The Dark Cloud on the Horizon
Why Israelis eye a potentially nuclear-armed Iran and worry that a cataclysm can't be averted
Most Israelis simply don't believe that diplomacy-and specifically, pressure through proposed U.N. Security Council sanctions-will stop Iran from developing nuclear weapons. Israeli leaders, naturally, would much prefer that the United States use its greatly superior military resources to take out Iran's far-flung, heavily protected nuclear facilities, but if America passes on the mission, some 60 percent of Israelis, according to a recent survey, want their own armed forces to do the job. "I hope the world will deal with this," said Iris Hasid, 39, shopping in the mall at Israel's ground zero-the 50-story Azrieli twin towers across the street from Israeli military headquarters in the heart of Tel Aviv. But when asked what Israel should do if the world doesn't deal with Iran's incipient nuclear power, Hasid, a healthcare administrator, replied without hesitation: "Go to war." The risk that Iran might strike back with weapons of mass destruction doesn't alter her view. "Israel has those weapons, too. I'm confident Israel is capable of defending itself. And," she said, smiling and pointing heavenward, "God will help."
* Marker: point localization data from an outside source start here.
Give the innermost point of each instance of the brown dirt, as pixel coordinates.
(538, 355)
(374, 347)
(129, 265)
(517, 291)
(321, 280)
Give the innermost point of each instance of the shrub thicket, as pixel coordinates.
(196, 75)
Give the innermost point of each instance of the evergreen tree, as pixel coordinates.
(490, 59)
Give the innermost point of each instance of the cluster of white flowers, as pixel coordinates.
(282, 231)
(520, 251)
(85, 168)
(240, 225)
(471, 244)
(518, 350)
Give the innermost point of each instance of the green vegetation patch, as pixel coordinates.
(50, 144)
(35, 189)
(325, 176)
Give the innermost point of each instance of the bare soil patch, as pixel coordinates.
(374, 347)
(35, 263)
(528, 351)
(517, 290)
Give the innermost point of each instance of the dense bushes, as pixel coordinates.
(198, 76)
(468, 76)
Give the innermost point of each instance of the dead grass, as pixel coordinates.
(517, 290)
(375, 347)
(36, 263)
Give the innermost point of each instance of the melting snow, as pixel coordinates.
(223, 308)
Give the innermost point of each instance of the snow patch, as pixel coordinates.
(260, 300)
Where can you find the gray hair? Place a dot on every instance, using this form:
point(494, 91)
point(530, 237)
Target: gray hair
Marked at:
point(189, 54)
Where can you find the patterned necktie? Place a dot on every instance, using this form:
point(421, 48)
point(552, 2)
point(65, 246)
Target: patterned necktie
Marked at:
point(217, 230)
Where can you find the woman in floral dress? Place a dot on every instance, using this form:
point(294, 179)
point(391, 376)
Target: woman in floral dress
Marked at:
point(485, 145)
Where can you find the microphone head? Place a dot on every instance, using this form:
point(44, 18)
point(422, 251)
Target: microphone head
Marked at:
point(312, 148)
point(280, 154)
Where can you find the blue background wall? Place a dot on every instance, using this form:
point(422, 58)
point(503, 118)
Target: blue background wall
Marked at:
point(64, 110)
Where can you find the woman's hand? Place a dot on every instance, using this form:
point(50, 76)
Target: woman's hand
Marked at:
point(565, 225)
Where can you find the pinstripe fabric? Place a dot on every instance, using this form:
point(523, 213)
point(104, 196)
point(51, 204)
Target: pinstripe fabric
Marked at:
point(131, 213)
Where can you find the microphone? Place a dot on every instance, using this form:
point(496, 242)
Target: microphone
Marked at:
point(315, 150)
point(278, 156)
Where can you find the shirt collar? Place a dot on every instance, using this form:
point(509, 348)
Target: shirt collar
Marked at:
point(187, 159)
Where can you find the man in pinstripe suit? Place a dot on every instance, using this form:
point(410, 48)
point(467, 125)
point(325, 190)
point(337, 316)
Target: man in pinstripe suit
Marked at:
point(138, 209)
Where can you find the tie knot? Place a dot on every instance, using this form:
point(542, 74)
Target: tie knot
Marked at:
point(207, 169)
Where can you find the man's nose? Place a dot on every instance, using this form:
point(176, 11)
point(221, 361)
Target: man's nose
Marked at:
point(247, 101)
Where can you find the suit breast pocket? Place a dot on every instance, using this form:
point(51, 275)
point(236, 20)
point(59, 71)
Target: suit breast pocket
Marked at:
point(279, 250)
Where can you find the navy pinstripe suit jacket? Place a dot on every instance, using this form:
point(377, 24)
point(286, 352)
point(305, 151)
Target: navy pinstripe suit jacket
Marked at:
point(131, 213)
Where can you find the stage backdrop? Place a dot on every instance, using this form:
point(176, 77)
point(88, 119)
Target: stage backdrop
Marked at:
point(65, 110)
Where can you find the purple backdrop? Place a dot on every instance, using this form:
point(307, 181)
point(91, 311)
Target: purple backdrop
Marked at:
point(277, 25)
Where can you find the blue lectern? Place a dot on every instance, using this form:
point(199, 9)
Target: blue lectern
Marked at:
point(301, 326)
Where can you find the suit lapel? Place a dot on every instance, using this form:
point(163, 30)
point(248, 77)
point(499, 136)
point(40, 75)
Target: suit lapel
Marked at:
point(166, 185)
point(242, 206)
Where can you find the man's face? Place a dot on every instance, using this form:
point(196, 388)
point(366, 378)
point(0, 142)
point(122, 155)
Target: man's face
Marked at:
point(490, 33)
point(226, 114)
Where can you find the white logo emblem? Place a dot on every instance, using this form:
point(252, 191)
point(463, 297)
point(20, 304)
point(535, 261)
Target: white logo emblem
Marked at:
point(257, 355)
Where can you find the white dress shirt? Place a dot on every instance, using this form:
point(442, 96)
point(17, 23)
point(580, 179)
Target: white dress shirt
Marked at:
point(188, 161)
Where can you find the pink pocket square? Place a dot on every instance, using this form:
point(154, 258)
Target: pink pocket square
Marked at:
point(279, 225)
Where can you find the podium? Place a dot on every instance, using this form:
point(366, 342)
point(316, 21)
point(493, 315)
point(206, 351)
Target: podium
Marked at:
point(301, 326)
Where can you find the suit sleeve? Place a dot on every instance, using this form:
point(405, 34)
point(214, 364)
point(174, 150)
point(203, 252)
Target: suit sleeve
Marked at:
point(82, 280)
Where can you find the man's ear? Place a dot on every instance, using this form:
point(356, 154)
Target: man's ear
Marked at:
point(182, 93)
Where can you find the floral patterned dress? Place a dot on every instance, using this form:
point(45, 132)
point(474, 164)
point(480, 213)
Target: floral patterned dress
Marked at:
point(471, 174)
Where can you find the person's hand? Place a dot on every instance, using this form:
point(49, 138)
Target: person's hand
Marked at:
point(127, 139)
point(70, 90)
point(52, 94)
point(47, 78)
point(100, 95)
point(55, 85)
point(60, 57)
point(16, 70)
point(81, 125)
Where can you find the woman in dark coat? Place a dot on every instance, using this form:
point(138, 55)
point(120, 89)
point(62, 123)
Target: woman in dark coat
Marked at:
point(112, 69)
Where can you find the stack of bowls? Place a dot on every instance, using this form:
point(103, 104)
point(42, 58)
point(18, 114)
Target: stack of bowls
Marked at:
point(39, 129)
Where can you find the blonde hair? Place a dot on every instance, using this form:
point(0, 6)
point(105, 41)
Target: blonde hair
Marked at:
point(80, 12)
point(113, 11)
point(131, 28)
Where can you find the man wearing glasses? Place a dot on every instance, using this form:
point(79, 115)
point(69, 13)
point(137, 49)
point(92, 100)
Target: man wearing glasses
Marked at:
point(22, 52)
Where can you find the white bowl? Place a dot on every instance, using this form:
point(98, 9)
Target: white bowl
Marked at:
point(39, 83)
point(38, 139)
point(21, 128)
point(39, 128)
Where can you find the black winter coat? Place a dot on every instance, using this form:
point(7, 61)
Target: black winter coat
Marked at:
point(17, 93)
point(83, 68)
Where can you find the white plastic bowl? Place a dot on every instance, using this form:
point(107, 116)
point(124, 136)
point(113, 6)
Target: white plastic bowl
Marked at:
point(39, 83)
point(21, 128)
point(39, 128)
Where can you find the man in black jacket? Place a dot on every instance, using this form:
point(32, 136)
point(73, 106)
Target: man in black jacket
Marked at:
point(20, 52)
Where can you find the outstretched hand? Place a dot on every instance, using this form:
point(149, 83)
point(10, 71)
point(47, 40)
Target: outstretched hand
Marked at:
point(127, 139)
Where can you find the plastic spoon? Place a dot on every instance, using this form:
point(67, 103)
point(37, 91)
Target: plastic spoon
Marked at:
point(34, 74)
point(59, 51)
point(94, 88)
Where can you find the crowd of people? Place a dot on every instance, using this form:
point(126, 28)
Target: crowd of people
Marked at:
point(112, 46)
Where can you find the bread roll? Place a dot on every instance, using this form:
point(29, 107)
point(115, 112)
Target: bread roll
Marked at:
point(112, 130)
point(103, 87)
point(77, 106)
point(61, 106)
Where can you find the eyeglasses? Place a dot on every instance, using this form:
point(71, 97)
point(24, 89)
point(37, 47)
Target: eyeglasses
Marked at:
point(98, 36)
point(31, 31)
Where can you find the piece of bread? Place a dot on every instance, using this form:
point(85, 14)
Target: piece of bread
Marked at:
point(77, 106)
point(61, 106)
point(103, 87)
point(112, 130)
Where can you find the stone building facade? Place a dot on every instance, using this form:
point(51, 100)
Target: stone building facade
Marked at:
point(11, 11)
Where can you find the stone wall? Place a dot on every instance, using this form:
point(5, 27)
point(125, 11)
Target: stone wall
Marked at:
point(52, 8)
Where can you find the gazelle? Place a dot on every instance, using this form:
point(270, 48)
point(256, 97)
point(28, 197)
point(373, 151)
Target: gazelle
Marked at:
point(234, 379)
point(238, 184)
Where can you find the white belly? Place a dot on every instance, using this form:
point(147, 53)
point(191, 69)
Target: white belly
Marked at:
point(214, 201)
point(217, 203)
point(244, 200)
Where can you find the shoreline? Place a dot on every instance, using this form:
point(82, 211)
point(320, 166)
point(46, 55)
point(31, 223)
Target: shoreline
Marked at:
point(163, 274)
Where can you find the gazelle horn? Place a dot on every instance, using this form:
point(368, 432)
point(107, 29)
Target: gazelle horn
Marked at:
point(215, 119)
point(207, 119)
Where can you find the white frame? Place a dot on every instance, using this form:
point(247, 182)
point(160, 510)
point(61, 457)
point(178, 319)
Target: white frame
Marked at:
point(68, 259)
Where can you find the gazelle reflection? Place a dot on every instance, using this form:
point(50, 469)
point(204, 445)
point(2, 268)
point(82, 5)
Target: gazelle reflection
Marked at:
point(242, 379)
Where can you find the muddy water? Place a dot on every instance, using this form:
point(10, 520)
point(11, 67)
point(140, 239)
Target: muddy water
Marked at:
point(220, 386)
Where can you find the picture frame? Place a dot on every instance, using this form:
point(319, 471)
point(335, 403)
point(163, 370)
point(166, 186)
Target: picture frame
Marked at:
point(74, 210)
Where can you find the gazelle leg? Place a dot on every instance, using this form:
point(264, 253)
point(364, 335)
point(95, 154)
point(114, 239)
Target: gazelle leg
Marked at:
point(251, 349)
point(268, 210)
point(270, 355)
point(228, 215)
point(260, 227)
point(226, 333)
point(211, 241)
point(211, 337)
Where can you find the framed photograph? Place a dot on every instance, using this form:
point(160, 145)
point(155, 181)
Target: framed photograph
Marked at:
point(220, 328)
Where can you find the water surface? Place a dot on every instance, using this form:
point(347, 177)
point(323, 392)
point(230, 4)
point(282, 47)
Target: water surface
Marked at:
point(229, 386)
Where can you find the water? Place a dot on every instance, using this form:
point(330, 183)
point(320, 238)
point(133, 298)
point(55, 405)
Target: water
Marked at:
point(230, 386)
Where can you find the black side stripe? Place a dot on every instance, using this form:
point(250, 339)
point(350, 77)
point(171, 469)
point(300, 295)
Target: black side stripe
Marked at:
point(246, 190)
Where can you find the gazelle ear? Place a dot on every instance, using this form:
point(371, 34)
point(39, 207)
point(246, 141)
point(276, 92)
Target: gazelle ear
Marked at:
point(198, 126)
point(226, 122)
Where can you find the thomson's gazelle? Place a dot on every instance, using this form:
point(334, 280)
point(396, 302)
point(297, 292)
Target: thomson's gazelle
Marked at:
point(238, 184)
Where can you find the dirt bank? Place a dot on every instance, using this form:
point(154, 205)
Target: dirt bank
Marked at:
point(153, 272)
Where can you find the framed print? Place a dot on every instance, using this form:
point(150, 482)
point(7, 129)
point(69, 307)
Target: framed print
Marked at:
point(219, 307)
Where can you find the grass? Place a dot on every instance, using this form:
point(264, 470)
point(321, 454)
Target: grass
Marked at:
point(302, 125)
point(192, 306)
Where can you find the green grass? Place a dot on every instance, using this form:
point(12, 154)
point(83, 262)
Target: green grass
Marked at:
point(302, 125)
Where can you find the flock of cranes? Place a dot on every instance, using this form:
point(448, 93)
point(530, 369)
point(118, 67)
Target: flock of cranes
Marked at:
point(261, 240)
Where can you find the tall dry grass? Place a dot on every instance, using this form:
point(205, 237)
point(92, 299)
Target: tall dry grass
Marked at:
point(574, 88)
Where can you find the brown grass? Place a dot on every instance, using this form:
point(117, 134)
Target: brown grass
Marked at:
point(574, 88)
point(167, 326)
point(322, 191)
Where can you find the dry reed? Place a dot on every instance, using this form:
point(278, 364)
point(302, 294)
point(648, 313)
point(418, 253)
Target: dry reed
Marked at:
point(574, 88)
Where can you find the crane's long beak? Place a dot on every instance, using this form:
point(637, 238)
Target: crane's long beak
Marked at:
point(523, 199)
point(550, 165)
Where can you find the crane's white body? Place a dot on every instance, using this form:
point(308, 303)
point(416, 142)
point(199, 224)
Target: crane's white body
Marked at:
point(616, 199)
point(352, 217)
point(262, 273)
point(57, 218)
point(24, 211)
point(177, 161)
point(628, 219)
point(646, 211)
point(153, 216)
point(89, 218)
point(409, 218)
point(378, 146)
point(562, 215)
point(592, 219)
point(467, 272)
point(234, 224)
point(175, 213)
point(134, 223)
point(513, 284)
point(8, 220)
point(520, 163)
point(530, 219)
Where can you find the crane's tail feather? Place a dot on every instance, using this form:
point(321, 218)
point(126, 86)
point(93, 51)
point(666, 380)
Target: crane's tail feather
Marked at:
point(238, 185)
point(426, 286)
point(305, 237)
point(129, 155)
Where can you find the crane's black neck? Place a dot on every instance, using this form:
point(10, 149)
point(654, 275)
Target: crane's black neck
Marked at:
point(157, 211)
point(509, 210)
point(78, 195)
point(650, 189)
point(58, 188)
Yet Israelis worry that Iran's leaders believe that God will help them, and that God, in the Iranians' understanding, has commanded them to destroy the "Zionist infidels." A basic belief in Israel (and elsewhere) is that religious-based political radicals are more dangerous than the secular brand because they are incapable of changing or moderating their views, which they believe to be God's word. So the Cold War-era deterrence concept of mutually assured destruction-a nuclear balance of terror that worked for the United States against the Soviet Union and China-doesn't ease many Israeli worries. Joseph Stalin's Soviet Union and Mao Zedong's China "were crazy regimes, but this crazy regime is crazier. Its ideology is jihad," said Labor Knesset member and former Mossad chief Danny Yatom, who added that his "working assumption" is that once Iran gets nuclear weapons, it will use them against the Jewish state.
Given Israelis' apocalyptic fears, would their leaders, as a last resort, order an attack on Iran's nuclear facilities? The Israeli Air Force had stunning success with its 1981 bombing of Iraq's Osirak nuclear reactor, setting back Saddam Hussein's nuclear program. Yet it is clearly understood today that wiping out Iran's nuclear works, which are numerous, spread out, and often hidden deep underground, is a challenge of a whole different magnitude and may, in fact, be impossible. Iraq, preoccupied at the time with its war of attrition with Iran, didn't retaliate against Israel, but Israelis can't count on such good fortune if they strike at Iraq's former adversary.
But when so many Israelis see an Iranian nuclear attack as inevitable-unless the United States strikes Iran first-any risk may seem worth taking. Yatom acknowledged that Israel would "have to be ready for the possibility that Iran would use its chemical weapons and perhaps biological weapons." But if push came to shove, the ex-Mossad leader would still favor a pre-emptive strike; otherwise, he said, "there will be a nuclear attack against Israel, which is much more dangerous."
To attack Iran, however, Israel would first need a green light from Washington, and at the moment, that is hard to imagine. The United States has vastly superior military resources, and its homeland, unlike Israel, is out of Iranian missile range. Thus, if the United States decided to pass on the mission, there seems no reason why it would want Israel to handle the job-especially when Iran and its allies would inevitably see the "great Satan" behind Israel's "little Satan."
Israel's day of decision-the day its leaders become convinced the Iranian threat is untenable-could be anywhere from a year to several years away. For Israelis, this will very likely be a time of mounting tension, of dark memories resurfacing, of survival instincts taking over. "For us," Olmert said in Moscow, "when the head of a country says he wants to destroy us, it does not sound like an empty declaration but something we must prepare to prevent through all acceptable and possible ways." Much of Jewish history, and of Israeli identity, is contained in that message.